Im reading a large file, where each row has 20 numbers. I want to end up with a 2D-array, where each row will be a unique row from the file, and in addition for each row I will have the number of times it appeared in the file.
So I did this by building rowDB - a list of lists(where each sub-list is a 20 numbers row from the file), and another list that indicates how many times it appeared:
[uniq, idx] = is_unique(rowDB, new_row)
if (uniq):
rowDB.append(new_row)
num_of_occurances.append(1)
else:
num_of_occurances[idx] += 1
I created this help-function: Check if new_row is unique - i.e does not exist in rowDB. Return uniq = True/False, and if False return also the index of the row in rowDB.

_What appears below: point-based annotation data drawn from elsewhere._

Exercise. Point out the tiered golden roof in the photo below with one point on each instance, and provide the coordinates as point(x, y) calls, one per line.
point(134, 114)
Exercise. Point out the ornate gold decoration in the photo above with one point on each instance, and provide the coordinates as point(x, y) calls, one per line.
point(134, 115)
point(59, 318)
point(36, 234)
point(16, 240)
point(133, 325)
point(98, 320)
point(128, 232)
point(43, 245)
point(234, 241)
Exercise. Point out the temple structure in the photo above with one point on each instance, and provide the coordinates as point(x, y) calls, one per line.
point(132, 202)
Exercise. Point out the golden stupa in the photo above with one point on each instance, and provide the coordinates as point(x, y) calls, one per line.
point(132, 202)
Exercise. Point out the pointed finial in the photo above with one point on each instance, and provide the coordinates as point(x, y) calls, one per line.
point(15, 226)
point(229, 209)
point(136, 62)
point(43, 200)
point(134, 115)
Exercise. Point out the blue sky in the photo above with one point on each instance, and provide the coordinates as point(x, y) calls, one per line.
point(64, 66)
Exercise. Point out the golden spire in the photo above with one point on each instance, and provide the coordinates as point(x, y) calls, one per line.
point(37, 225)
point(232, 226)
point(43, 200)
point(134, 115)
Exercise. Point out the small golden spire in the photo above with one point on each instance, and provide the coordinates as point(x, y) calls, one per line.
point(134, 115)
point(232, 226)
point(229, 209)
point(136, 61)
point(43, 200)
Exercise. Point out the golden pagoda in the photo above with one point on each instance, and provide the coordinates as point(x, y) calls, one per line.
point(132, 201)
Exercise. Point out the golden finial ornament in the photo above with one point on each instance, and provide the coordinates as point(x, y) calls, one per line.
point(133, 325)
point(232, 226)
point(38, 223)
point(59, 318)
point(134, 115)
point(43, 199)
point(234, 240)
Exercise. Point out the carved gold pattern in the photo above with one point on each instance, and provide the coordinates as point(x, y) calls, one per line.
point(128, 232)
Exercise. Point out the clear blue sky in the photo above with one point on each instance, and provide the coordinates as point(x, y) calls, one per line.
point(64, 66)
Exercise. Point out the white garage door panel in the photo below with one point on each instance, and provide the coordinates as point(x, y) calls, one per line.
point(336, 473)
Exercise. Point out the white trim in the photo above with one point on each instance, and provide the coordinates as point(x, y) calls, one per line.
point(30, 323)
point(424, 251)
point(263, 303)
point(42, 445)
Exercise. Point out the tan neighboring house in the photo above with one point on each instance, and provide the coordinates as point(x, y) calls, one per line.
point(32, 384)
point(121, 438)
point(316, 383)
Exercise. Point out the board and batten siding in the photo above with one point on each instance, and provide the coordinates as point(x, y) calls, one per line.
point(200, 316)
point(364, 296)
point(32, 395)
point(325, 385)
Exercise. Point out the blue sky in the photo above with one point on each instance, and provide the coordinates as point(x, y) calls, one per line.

def is_unique(rowDB, new_row):
for i in range(len(rowDB)):
row_i = rowDB[i]
equal = 1
for j in range (len(row_i)):
if (row_i[j] != new_row[j]):
equal = 0
break
if (equal):
return [False, i]
return [True, 0]
However when the DB is large it takes lot of time. so My question is what is the most efficient way to perform this? maybe using numpy array instead of lists? and if so, maybe there is a built in numpy function to check if a row is unique and if not to get the row index? how would you build this DB? Thanks!!!